I had a problem like this six or eight months ago with another project I was working on and I had not connected the window to the controller in my nib. Sure enough there it was. But the problem did not go away.

In the debugger I could see that the controller had a window and that window's flags showed that it had become visible - but still no window was visible. Once I saw the window for the briefest moments - but flipping windows when messing with the debugger made it unrepeatable.

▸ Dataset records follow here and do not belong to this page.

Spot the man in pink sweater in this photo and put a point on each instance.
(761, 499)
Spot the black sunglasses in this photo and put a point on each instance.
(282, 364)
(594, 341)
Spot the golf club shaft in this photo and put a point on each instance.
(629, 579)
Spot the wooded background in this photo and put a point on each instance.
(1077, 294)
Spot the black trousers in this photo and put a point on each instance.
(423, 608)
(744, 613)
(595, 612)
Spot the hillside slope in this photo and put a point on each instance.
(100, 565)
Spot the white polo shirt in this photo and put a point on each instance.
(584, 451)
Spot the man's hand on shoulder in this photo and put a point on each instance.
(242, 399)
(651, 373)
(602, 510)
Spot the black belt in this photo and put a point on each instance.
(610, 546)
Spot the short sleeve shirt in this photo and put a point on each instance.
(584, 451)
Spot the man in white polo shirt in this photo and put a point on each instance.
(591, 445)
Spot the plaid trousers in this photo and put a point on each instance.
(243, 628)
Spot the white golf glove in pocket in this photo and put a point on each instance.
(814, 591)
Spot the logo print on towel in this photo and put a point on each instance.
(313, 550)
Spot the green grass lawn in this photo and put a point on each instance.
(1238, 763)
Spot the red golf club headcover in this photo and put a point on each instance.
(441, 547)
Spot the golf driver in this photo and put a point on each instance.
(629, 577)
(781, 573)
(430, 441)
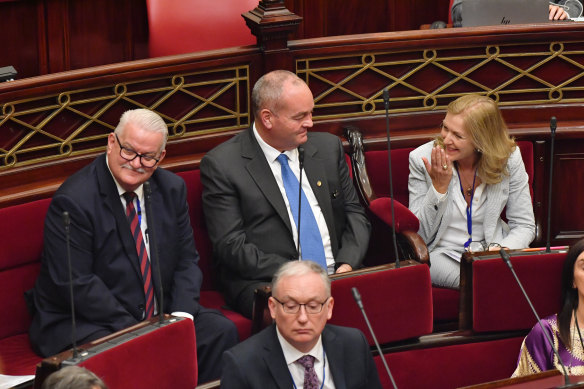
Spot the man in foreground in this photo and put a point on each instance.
(251, 192)
(115, 281)
(300, 350)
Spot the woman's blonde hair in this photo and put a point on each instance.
(484, 123)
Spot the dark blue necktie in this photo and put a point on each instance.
(310, 239)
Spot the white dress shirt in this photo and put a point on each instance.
(271, 155)
(321, 363)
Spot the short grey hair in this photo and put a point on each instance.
(73, 377)
(145, 119)
(268, 89)
(300, 268)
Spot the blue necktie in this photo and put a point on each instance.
(310, 239)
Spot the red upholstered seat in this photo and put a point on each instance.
(499, 305)
(210, 296)
(21, 229)
(184, 26)
(398, 302)
(167, 359)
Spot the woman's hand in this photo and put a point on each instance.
(439, 169)
(557, 13)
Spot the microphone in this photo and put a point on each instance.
(503, 253)
(301, 165)
(153, 247)
(357, 297)
(67, 225)
(553, 126)
(386, 104)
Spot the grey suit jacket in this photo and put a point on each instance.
(512, 192)
(246, 215)
(259, 362)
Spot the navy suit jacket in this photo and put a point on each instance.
(107, 280)
(246, 214)
(258, 362)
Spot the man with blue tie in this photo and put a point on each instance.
(251, 195)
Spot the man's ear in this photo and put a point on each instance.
(272, 306)
(266, 118)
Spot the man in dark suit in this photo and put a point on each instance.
(301, 350)
(113, 288)
(249, 217)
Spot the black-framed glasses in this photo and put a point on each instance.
(129, 155)
(292, 307)
(477, 246)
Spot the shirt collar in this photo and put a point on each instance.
(291, 354)
(272, 153)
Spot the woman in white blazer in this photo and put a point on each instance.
(460, 183)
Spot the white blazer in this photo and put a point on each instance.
(512, 192)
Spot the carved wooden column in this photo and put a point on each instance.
(271, 22)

In the end I went back to an old technique of debugging that I fall back to when I can't fathom things like this. I created a subclass of NSWindow and overrode the alloc, dealloc and some other key methods, and changed the nib so that my window was of this type. In the implementation of my TestWindow class I did no more than called the parent method. What this did was allow me to put breakpoints on the window's key life cycle moments. What was going on in my head was the thought that either that somehow:
  • I was not creating a window at the right moment (what this might mean I did not know)
  • The window was not being shown - the calls that would show the window where not being made.
  • The window was being disposed immediately after I had created it.
As few moments in the debugger and I could see that my dealloc was being called. The controller was being disposed in an AutoReleasePool - I had an owner count problem.

BAL: Nasty.

KON: Yeah.

Monday, November 2, 2009

Meshing Cocoa with C++

One of the key issues I am looking at is the problem of having a code base that is written as C++ classes and meshing that with an application framework that is written in Objective C. My rough plan at the moment is to have a parallel Objective C object for each C++ object that appears directly in the UI. So, for example, there is an C++ object in Cello that is what is called the FrameView. This is one of the central classes that appears deep through much of the cello code. My plan is to split this into two

  • IMainFrame - a C++ subclass
  • CHMainFrame - an Objective-C wrapper class
I don't imagine the Objective-C wrapper to be a simple wrapper. What I imagine is that it will present what is needed of the C++ class to the objective C world in doing this there will be things that make sense to be written here.

Sunday, November 1, 2009

Your document contents here


This is a screen shot of the first file that has been opened by the cello application. The application will open a cello document that has been created in the PC version of cello. It openes the document much as the test application did but it is wired to the beginnings of a "propper" application.